The audit takes ninety seconds. The fix list is usually 2-8 items. The compound payoff is every AI-mediated query about the business for the next three years.
Related reading
- Chunk Retrievability — passage-level scoring (complements this page-level score)
- Passage Retrievability — Google-specific featured-snippet extraction grading
- LLM Training-Data Inclusion Audit — upstream: is your site even in the dataset?

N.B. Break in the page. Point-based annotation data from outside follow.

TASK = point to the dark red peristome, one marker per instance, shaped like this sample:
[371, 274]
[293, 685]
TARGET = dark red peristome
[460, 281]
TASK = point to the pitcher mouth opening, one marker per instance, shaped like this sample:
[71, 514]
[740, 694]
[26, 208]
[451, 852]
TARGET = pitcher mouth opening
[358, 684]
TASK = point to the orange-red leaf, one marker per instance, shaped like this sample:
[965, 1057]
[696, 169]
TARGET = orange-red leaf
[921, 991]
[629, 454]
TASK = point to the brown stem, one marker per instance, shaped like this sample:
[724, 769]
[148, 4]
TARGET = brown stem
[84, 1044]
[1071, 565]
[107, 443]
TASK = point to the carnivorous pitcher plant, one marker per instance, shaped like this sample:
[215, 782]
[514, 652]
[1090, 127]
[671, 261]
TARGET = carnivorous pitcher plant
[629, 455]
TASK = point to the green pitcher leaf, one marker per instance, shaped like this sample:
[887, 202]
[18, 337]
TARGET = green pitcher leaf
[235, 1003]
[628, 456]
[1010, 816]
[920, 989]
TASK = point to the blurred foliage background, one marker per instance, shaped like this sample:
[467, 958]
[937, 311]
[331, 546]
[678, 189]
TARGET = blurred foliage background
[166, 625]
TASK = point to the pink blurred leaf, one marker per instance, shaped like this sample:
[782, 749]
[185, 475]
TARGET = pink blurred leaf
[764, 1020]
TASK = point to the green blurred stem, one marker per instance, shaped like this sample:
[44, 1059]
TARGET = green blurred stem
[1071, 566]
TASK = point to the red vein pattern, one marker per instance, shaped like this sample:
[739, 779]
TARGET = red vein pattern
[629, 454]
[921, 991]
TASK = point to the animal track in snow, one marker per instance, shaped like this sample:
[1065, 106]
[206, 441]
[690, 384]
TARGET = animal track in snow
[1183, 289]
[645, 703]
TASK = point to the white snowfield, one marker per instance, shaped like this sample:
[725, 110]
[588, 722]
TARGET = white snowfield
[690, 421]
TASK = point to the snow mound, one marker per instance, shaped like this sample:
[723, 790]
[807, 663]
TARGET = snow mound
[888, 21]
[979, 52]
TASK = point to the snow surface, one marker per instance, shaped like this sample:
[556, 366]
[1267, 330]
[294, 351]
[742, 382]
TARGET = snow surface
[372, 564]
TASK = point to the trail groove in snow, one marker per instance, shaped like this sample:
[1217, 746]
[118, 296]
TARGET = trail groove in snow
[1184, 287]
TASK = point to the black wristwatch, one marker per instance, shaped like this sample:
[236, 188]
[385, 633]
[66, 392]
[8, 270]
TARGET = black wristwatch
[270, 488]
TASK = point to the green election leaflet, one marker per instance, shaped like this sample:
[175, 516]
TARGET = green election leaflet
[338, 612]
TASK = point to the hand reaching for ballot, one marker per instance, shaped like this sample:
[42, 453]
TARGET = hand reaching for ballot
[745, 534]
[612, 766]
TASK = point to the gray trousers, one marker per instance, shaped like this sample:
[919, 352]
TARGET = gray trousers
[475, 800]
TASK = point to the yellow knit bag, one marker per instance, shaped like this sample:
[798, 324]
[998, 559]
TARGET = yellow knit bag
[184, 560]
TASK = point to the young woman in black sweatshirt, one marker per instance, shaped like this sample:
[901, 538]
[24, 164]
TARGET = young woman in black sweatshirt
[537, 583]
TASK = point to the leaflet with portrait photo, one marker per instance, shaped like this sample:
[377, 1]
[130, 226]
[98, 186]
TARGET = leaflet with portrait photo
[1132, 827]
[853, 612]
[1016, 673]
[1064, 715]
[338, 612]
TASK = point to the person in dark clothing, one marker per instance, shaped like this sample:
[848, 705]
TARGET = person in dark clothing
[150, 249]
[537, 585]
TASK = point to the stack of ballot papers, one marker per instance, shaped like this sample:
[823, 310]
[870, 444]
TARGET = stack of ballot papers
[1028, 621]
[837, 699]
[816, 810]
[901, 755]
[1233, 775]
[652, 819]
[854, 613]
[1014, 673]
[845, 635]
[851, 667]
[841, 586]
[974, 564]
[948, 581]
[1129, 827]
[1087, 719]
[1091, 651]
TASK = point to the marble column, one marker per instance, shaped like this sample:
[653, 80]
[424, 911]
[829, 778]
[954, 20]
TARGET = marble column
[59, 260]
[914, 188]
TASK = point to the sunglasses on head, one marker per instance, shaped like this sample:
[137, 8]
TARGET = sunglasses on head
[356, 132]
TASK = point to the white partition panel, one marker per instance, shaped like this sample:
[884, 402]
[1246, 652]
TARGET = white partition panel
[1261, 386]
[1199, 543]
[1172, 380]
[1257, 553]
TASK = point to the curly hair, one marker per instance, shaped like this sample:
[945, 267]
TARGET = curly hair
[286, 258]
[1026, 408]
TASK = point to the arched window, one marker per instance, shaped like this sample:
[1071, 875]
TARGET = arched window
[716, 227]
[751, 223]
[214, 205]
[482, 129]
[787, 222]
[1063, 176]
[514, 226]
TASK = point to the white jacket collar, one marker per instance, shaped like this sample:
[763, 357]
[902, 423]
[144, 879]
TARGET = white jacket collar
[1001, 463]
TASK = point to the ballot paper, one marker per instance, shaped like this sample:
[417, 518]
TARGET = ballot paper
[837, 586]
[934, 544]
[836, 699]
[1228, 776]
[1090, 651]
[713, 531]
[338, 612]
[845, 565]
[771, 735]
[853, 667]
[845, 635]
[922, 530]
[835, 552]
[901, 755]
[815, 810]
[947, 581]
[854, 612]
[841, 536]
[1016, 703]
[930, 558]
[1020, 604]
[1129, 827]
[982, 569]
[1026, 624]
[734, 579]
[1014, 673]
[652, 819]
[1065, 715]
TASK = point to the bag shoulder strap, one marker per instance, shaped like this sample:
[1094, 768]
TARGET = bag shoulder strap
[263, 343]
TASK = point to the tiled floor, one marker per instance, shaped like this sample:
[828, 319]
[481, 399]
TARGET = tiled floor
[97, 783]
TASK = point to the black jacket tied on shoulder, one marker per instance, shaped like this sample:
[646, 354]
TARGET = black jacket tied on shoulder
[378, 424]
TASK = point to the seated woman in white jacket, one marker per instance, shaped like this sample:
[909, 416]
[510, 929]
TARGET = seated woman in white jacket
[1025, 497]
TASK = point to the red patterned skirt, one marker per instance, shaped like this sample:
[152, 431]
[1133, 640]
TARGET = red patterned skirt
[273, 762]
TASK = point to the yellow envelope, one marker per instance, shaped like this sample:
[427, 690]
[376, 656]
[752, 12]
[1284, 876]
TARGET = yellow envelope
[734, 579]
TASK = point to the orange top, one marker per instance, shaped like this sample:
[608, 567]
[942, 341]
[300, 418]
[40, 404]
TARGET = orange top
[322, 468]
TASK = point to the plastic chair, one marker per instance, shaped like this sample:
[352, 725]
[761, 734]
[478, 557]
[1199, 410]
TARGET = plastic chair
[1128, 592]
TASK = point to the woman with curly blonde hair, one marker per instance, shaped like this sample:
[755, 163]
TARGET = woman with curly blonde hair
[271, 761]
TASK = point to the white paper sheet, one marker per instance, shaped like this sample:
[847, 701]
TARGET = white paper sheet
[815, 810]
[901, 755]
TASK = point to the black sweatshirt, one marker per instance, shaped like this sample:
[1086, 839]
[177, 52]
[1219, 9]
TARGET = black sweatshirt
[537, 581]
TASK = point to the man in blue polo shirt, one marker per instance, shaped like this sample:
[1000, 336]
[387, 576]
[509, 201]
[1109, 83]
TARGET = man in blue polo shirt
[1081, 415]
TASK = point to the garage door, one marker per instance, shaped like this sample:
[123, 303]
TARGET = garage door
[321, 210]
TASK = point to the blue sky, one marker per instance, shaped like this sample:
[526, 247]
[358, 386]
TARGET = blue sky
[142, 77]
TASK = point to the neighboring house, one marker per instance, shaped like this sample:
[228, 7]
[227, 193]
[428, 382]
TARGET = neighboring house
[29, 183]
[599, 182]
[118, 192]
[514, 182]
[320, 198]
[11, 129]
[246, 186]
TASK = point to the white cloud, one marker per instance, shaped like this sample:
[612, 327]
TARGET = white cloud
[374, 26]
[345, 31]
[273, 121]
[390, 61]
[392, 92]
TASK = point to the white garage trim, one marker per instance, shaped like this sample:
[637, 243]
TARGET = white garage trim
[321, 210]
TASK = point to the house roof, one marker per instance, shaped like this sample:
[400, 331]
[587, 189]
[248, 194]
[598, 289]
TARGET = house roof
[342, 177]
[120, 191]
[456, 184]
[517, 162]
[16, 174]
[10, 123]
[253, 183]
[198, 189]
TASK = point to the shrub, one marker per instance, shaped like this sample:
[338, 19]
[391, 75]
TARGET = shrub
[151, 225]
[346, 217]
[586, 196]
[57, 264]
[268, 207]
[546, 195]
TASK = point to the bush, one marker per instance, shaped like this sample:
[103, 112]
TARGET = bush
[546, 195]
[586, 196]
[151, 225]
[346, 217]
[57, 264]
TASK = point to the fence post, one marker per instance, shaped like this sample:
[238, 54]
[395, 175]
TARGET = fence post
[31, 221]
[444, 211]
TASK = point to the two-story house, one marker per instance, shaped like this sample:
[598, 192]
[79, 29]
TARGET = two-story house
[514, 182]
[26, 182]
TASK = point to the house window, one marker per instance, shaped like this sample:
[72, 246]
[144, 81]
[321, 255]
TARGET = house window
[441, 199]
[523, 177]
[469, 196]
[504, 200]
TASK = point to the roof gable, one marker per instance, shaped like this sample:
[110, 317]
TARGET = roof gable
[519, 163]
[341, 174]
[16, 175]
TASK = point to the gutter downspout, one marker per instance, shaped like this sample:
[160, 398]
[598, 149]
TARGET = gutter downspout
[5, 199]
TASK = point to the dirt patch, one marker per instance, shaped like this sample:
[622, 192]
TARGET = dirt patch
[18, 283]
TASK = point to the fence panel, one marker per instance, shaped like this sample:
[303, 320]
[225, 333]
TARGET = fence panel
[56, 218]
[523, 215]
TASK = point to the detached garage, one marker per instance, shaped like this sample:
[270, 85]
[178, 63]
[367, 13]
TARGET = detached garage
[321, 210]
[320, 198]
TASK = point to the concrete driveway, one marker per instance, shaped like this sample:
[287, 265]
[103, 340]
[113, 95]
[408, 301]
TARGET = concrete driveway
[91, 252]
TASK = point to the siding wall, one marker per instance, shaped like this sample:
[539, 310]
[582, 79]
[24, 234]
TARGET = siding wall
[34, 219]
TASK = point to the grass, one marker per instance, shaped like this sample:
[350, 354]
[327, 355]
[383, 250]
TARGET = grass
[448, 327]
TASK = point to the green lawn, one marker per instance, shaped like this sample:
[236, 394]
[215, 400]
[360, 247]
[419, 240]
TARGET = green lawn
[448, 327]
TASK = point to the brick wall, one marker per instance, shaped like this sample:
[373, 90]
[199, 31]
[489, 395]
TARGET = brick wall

- AI Posture Audit — robots/ai.txt/meta coverage
Methodology: the weights and thresholds in the audit were calibrated against the default ingestion settings of LlamaIndex SimpleDirectoryReader, LangChain HTMLLoader, and Haystack HTMLToDocument as of early 2026. Specialized pipelines (with custom chunkers, embedded JS-rendering steps, or proprietary dedupers) may weigh additional factors.
Fact-check notes and sources
- RAG foundational paper: Lewis et al., 2020, Retrieval-Augmented Generation for Knowledge-Intensive NLP Tasks
- LlamaIndex docs: docs.llamaindex.ai
- LangChain document loaders: python.langchain.com/docs/integrations/document_loaders
- Typical chunk sizes (200-500 words): convergent community standard; OpenAI embeddings benchmarks suggest ~300 tokens as sweet spot
This post is informational, not engineering advice. Mentions of LlamaIndex, LangChain, Haystack, Vertex AI, Pinecone, Vectara, and similar products are nominative fair use. No affiliation is implied.